GI and Abdominal Infections. For traveler's diarrhea (frequently caused by enterotoxigenic E. coli), the quinolones are equal to trimethoprim-sulfamethoxazole in effectiveness, reducing the duration of loose stools by 1-3 days (Hill et al., 2006). Norfloxacin, ciprofloxacin, and ofloxacin given for 5 days all have been effective in the treatment of patients with shigellosis, with even shorter courses effective in many cases. Ciprofloxacin and ofloxacin treatment cures most patients with enteric fever caused by S. typhi, as well as bacteremic nontyphoidal infections in AIDS patients, and it clears chronic fecal carriage. Shigellosis is treated effectively with either ciprofloxacin or azithromycin. The in vitro ability of the quinolones to induce the Shiga toxin stx2 gene (the cause of the hemolytic-uremic syndrome) in E. coli suggests that the quinolones should not be used for Shiga toxin–producing E. coli (Miedouge et al., 2000). Ciprofloxacin and ofloxacin have been less effective in treating episodes of peritonitis occurring in patients on chronic ambulatory peritoneal dialysis likely owing to the higher MICs for these drugs for the coagulase-negative staphylococci that are a common cause of peritonitis in this setting.
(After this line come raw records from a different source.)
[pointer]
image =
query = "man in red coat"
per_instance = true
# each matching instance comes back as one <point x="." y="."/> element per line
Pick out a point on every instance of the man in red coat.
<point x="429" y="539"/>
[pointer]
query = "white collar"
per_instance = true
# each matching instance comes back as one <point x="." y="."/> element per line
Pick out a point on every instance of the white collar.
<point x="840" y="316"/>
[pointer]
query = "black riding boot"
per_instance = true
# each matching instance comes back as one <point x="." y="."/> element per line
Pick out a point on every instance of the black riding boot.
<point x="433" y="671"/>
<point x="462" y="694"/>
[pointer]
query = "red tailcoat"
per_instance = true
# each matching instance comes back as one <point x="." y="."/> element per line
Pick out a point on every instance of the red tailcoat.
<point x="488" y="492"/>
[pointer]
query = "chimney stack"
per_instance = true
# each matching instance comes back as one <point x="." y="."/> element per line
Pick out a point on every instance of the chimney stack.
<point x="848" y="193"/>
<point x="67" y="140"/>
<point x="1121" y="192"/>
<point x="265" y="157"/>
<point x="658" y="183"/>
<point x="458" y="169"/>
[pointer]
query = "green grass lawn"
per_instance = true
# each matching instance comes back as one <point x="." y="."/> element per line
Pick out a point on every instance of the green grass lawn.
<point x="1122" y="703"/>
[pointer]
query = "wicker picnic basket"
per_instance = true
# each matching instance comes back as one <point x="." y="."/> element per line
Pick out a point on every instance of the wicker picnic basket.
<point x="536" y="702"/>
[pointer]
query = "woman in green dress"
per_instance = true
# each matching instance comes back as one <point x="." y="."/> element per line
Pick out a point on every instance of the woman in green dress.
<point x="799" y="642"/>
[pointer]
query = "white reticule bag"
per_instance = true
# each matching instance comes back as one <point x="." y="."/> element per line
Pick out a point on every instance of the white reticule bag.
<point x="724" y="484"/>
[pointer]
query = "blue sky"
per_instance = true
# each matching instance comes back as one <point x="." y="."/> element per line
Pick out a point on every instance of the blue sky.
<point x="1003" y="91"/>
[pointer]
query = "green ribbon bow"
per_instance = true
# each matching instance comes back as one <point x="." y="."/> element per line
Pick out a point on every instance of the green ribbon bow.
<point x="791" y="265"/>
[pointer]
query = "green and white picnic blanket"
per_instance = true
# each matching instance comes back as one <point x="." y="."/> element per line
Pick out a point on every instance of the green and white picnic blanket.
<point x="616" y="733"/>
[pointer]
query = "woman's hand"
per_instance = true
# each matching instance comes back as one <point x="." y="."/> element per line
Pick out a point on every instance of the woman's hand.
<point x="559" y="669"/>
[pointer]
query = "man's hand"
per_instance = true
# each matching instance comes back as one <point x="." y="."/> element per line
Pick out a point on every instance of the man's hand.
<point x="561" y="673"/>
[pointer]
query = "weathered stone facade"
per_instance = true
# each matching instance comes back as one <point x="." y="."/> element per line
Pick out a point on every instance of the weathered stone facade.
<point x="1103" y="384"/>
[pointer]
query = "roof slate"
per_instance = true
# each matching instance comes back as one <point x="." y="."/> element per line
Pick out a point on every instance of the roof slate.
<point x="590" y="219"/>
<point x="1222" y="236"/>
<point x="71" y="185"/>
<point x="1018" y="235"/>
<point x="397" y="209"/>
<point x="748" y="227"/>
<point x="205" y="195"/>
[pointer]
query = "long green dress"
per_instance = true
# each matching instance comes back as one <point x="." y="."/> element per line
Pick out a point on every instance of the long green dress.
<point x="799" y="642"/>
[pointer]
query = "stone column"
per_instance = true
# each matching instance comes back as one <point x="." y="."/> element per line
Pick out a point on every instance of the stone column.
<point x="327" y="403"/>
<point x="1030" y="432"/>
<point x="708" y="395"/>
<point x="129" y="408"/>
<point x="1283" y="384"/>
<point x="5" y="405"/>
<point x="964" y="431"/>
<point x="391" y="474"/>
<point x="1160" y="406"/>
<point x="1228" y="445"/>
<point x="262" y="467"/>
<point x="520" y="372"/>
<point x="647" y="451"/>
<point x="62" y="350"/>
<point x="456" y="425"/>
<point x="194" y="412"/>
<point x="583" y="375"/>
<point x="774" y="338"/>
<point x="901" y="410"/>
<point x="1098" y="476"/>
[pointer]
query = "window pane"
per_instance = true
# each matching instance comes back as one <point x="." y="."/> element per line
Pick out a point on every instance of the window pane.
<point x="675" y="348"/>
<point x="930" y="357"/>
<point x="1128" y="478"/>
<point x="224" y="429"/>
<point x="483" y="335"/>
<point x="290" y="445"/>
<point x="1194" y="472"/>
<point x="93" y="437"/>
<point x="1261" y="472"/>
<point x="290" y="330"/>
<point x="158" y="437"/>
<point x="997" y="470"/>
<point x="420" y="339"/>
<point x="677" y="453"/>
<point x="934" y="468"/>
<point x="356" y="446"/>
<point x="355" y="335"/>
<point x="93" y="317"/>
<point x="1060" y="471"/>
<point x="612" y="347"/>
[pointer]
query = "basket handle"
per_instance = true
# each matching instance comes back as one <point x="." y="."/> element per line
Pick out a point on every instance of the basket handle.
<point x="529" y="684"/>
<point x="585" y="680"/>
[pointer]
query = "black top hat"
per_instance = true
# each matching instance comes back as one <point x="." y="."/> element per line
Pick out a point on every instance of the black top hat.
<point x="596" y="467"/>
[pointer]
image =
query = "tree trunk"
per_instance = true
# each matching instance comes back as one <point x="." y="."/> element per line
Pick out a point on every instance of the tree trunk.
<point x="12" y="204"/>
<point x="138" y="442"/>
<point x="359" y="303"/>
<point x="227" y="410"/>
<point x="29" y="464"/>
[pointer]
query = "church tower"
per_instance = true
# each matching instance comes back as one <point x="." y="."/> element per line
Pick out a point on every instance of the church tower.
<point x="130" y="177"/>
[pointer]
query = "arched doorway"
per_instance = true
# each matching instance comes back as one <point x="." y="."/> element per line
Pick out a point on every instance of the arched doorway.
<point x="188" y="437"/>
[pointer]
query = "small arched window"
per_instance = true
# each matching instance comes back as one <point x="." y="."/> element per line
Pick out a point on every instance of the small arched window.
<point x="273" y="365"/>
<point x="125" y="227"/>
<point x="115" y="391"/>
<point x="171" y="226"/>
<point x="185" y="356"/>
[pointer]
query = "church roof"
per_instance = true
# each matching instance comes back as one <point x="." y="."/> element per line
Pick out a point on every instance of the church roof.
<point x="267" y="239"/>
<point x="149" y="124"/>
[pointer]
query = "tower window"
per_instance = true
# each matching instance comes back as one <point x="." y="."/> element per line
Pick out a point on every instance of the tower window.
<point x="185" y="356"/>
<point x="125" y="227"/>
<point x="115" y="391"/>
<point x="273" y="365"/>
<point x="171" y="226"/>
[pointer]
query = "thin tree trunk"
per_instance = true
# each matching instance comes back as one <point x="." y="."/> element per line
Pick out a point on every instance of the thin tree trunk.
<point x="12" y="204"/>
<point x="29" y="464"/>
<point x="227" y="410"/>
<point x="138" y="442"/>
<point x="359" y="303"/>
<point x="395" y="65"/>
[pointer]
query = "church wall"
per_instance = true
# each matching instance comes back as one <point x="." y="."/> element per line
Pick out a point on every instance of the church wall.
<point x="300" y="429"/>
Respiratory Tract Infections. The major limitation to the use of quinolones for the treatment of community-acquired pneumonia and bronchitis had been the poor in vitro activity of ciprofloxacin, ofloxacin, and norfloxacin against S. pneumoniae and anaerobic bacteria. However, newer fluoroquinolones, including gatifloxacin (available only for ophthalmic use in U.S.) and moxifloxacin, have excellent activity against S. pneumoniae. The fluoroquinolones have in vitro activity against the rest of the commonly recognized respiratory pathogens, including H. influenzae, Moraxella catarrhalis, S. aureus, M. pneumoniae, Chlamydia pneumoniae, and Legionella pneumophila. Either a fluoroquinolone (ciprofloxacin or levofloxacin) or azithromycin is the antibiotic of choice for L. pneumophila (Edelstein & Cianciotto, 2005). Fluoroquinolones have been very effective at eradicating both H. influenzae and M. catarrhalis from sputum. Mild to moderate respiratory exacerbations owing to P. aeruginosa in patients with cystic fibrosis have responded to oral fluoroquinolone therapy. Emerging clinical data are demonstrating a clear role for the newer fluoroquinolones as single agents for treatment of community-acquired pneumonia (Hooper, 2005b). However, on the horizon is a decreasing susceptibility of S. pneumoniae to fluoroquinolones (Chen et al., 1999; Wortmann and Bennett, 1999).
Bone, Joint, and Soft Tissue Infections. The treatment of chronic osteomyelitis requires prolonged (weeks to months) antimicrobial therapy with agents active against S. aureus and gram-negative rods. The fluoroquinolones, by virtue of their oral administration and appropriate antibacterial spectrum for these infections, may be used appropriately in some cases; recommended doses are 500 mg every 12 hours or, if severe, 750 mg twice daily. Bone and joint infections may require treatment for 4-6 weeks or more. Dosage should be reduced for patients with severely impaired renal function. Clinical cures have been as high as 75% in chronic osteomyelitis in which gram-negative rods predominated (Hooper, 2005b). Failures have been associated with the development of resistance in S. aureus, P. aeruginosa, and Serratia marcescens. In diabetic foot infections, which are commonly caused by a mixture of bacteria including gram-negative rods, anaerobes, streptococci, and staphylococci, the fluoroquinolones in combination with an agent with antianaerobic activity are a reasonable choice.